Kinga Szabó-Tóth: The Construction of Ethnic Identity of Successful Gypsies/Travellers in England
The paper is about the question of Gypsy/Traveller identity. Bearing in mind what different authors had written on this topic, the main objective of this investigation is to understand the theory of ethnicity, identity and assimilation/acculturation, through the opinions and experiences of Gypsies/Travellers themselves and to develop a further understanding of the identity construction process among the target population by the application of qualitative investigation. By conducting qualitative interviews with 22 persons, we try to examine questions such as  (1) under what kind of circumstances is it important for them to hide or reveal their ethnicity; (2) are they balancing cultures, or in other words can they be described as bi-cultured persons. Based on the interview material it was found that the assumption of double-binding identity is sound. And as it was also expected, it is especially so among the Gypsy/Traveller professionals.

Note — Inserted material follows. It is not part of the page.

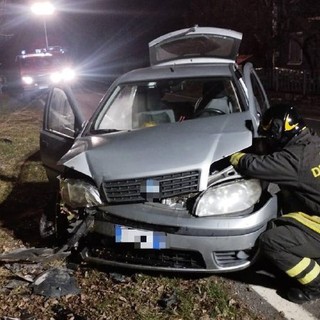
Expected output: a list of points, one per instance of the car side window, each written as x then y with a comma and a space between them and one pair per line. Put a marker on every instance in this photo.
260, 99
61, 118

József N. Szabó: The Importance of Emigration in the Endeavours of the Hungarian Culture Diplomacy /1945-1948/
In a critical situation political forces responsible for the fate and future of a country are willing to seize any opportunity and means to reduce difficulties and find a solution for the crisis. This was the case in Hungary after World War II where the members of the political and cultural élite took every morally acceptable step in order to contribute to the democratization and modernization of the country. Emigration was assigned an extremely important role in the plans of the contemporary professional and political elite. Emigrants of Hungarian descent were expected to contribute to contribute to the efforts of Hungary aimed at the democratization of the country and its re-emigration into the community of free nations. Several of the political parties appearing in Hungarian domestic politics after 1945 had clear-cut and elaborate ideas regarding the emigrants. They wished to rely upon the support of the emigrants and expected them to support Hungary’s reconstruction through their personal and professional contacts in their new home countries.